The company just raised $2.5 million from a slew of investors, including TenOneTen Ventures, Root Ventures, Metamorphic Ventures, Haystack and Gokul Rajaram.

Founded by Kwindla Kramer and Doug Brunton, Pluot combines a hardware and software system to give small businesses access to the same quality of video-conferencing services that companies could expect to see in the boardrooms of Fortune 500 companies, according to the founders.

The service is accessible via desktop or mobile, and in a conference room, companies can install Pluot hardware (it’s free!) to start video chat-chat-chatting their way through the day.

Pluot (a YC alum) began with the notion that Kramer and Brunton had about the growth of distributed teams in the tech world.

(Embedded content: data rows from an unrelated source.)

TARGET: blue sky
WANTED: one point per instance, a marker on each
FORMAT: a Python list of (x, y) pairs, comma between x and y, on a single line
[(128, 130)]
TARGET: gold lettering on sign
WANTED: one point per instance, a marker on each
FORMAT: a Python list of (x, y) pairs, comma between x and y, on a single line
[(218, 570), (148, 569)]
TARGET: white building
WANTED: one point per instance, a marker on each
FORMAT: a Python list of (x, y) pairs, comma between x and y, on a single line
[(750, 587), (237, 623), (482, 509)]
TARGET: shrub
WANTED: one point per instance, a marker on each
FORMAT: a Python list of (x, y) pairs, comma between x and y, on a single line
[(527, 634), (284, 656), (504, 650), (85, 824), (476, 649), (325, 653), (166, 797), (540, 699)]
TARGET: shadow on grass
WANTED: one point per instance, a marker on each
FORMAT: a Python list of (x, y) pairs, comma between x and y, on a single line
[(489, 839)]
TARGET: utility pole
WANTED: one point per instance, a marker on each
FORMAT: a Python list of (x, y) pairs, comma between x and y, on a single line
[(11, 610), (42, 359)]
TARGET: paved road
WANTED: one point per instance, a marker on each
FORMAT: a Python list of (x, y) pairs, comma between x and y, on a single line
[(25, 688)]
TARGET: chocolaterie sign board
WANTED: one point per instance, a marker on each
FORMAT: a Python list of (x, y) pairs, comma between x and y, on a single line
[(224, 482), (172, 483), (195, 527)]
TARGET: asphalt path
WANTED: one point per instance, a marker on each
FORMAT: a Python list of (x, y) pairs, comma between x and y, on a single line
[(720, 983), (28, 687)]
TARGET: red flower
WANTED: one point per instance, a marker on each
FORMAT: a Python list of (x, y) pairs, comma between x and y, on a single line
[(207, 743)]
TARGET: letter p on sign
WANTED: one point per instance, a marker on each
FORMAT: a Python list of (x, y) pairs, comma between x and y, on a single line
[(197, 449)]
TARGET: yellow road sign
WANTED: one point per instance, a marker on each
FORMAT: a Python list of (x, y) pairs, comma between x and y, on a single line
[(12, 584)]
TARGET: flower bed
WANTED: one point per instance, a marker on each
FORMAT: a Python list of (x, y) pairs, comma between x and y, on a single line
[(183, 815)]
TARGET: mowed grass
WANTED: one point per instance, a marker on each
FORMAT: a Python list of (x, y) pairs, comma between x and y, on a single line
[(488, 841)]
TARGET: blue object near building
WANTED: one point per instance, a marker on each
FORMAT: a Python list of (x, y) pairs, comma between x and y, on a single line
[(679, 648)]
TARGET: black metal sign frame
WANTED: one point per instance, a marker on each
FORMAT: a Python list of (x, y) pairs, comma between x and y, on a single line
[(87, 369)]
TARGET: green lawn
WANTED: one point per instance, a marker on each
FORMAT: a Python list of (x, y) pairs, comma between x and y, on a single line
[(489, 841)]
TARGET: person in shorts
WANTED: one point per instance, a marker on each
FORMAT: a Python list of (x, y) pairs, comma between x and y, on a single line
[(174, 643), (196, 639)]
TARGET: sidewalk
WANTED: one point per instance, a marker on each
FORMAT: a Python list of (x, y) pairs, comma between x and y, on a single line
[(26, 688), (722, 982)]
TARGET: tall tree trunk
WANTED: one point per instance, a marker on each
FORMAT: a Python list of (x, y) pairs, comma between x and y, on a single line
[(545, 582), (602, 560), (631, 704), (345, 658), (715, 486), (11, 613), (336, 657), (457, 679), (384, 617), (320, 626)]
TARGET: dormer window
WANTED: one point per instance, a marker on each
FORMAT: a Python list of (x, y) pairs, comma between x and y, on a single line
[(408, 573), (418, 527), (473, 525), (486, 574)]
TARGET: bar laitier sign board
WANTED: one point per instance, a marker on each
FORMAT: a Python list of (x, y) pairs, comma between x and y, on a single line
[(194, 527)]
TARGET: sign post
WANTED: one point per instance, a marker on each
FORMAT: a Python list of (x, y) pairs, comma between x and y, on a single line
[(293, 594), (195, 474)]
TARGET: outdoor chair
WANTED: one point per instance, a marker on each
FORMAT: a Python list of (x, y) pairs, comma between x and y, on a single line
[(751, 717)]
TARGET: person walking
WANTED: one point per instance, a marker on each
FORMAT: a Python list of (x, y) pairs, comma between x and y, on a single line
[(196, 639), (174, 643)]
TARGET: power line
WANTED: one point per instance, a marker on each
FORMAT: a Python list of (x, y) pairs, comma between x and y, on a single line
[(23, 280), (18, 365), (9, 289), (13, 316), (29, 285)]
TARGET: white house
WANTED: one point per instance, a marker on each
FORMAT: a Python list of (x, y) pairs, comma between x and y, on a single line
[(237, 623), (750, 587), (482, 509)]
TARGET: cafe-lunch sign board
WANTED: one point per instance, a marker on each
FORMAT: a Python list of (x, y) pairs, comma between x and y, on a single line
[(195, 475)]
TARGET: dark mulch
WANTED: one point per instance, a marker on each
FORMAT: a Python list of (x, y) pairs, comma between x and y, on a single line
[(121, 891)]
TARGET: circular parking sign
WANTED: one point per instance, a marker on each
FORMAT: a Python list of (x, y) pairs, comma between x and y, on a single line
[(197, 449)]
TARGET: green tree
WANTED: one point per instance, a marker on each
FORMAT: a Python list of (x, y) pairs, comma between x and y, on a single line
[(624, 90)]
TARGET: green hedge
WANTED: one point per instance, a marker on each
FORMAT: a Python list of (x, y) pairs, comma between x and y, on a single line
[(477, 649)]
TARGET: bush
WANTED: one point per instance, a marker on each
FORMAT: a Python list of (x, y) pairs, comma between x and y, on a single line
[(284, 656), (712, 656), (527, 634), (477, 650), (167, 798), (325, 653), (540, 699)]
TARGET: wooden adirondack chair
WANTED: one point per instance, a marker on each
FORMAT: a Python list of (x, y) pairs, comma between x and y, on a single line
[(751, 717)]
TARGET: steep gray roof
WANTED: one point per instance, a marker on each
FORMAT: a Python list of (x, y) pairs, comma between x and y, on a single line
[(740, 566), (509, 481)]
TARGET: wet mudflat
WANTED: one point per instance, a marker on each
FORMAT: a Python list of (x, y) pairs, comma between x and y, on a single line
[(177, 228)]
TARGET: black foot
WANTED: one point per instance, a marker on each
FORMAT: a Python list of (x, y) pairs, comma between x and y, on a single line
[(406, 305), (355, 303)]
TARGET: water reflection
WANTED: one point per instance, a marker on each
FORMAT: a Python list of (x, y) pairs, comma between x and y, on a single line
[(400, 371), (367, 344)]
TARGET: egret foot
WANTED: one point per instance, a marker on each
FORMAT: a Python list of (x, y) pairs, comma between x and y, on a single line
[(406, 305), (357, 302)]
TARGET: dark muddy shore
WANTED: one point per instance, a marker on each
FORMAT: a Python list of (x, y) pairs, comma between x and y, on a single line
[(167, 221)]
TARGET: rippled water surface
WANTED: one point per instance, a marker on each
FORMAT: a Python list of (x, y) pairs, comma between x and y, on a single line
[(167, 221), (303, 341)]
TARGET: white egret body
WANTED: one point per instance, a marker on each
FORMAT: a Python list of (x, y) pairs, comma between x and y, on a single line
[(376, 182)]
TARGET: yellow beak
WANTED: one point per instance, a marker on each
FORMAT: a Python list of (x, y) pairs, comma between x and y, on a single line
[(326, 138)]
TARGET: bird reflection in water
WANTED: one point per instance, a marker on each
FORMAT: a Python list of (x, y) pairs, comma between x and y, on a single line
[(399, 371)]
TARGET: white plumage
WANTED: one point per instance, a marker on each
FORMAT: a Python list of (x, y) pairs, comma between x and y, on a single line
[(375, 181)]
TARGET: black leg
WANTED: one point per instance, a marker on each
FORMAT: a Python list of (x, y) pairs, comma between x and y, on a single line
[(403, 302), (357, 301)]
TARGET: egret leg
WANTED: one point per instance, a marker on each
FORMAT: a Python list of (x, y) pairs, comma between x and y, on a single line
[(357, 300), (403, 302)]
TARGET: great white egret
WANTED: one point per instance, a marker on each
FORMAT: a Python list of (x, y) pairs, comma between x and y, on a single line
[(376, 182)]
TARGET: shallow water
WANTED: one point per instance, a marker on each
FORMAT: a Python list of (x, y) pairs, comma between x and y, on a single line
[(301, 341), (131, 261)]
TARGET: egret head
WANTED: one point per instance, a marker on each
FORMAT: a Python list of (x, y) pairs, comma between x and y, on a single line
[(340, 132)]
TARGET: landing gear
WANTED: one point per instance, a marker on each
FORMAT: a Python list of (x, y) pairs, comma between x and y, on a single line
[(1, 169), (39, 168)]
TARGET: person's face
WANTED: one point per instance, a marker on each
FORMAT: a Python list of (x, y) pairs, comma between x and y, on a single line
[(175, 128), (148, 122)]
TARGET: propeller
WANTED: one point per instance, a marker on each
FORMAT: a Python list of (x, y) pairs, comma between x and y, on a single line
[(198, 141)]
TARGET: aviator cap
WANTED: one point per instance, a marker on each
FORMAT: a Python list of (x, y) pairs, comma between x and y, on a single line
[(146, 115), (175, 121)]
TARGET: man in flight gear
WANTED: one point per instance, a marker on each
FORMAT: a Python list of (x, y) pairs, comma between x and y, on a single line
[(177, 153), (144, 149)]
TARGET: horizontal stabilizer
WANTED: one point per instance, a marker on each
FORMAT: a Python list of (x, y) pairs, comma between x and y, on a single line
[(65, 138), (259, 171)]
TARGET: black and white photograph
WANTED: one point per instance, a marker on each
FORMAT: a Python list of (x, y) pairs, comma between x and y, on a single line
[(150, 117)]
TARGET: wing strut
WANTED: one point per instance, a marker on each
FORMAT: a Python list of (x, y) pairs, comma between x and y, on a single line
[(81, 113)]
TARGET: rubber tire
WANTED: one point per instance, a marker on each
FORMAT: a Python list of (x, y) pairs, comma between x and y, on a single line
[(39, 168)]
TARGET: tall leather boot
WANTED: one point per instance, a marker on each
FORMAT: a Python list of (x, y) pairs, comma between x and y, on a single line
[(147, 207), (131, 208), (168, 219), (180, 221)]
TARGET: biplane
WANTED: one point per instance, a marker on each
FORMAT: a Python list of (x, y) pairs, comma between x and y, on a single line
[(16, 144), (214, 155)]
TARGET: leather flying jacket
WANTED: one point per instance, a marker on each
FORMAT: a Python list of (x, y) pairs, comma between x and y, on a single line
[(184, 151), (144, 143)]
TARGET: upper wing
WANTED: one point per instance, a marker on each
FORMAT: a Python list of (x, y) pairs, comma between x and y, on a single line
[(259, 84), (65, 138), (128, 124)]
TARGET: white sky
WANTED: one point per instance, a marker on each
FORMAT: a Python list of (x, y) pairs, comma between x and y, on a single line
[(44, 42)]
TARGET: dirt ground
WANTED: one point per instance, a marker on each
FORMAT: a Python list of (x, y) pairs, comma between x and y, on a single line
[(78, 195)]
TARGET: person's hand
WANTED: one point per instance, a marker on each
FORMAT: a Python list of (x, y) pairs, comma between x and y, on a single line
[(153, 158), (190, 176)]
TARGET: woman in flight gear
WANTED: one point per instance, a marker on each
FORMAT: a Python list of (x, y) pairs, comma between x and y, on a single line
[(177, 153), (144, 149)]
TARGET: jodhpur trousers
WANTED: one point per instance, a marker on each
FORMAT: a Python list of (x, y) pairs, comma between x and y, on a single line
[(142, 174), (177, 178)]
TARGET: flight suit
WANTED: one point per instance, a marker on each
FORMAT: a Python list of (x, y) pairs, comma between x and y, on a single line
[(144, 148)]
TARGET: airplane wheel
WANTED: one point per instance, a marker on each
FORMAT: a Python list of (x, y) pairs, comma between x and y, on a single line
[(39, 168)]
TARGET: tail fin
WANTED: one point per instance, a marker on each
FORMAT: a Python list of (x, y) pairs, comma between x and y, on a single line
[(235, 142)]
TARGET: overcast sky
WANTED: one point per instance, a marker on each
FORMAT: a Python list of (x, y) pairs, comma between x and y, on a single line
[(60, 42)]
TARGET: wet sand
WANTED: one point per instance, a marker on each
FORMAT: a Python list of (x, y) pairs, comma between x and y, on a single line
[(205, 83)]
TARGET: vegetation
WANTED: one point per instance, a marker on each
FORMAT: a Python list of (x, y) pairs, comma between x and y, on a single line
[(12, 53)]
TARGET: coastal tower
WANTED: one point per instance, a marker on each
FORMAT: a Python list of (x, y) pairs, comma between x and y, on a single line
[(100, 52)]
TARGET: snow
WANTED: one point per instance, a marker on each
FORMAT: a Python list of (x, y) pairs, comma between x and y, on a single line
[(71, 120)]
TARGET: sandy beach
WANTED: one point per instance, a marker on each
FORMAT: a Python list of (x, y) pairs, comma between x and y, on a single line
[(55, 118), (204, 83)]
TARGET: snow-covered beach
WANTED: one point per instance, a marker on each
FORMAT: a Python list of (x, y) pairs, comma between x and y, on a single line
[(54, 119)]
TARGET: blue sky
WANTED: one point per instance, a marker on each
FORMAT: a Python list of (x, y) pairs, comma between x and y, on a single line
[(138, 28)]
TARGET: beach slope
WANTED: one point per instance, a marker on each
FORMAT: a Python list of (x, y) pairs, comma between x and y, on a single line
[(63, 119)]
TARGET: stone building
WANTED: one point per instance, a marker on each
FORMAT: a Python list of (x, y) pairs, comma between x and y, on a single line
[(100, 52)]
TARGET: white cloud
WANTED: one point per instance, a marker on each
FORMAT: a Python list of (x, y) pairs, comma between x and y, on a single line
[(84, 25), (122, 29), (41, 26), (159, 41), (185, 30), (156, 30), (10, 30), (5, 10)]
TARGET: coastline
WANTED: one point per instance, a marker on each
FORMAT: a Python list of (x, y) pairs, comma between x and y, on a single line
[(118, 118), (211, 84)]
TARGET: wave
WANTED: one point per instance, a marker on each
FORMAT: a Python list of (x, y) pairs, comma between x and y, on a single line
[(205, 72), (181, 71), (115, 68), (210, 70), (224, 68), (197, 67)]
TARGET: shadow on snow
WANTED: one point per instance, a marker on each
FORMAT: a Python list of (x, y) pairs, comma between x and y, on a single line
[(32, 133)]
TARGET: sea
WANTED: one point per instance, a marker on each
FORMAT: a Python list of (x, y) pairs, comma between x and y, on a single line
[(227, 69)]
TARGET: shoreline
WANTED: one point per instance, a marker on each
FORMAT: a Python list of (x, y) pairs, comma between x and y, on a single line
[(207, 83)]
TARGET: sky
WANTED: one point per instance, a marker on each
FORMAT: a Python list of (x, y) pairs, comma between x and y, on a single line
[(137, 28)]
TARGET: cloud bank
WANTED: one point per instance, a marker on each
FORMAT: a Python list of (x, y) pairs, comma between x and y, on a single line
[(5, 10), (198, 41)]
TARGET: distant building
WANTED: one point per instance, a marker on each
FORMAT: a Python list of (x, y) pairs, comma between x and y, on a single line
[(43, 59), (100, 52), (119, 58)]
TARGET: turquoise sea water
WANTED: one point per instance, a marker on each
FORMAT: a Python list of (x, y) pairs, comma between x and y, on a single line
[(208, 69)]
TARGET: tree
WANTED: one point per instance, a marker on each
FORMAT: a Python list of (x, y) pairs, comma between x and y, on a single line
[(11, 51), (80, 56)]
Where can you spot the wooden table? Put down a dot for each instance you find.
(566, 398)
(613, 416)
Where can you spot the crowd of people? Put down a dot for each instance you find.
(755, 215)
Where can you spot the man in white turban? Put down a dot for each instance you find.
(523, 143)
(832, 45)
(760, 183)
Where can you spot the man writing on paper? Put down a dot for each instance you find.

As more employees began working from home (or cafes, bars or restaurants) the need for face-time became more pressing and the demand for remote services that could provide conferencing became more urgent.

Both men had previously worked at video-conferencing companies and knew the market intimately. Using some fairly off-the-shelf components (thanks to the significant drop in pricing for cameras, speakers and compute power), the company was able to build a device that it could give away for free and sell its services for just $50 per month.

The two men have known each other for nearly 20 years, working on an open-source project for AllAfrica.com in the early part of the new millennium. Then they built the first major online presence for the Democratic National Committee.

Kramer went on to launch Oblong Industries, which developed gestural recognition and video-conferencing technologies. It was, in fact, Kramer’s experience at Oblong that convinced the two to launch Pluot.

Both men believe that the popularity of distributed workplaces will only continue to grow, and estimate that roughly 100 million rooms could be equipped with video conferencing and screen-sharing equipment.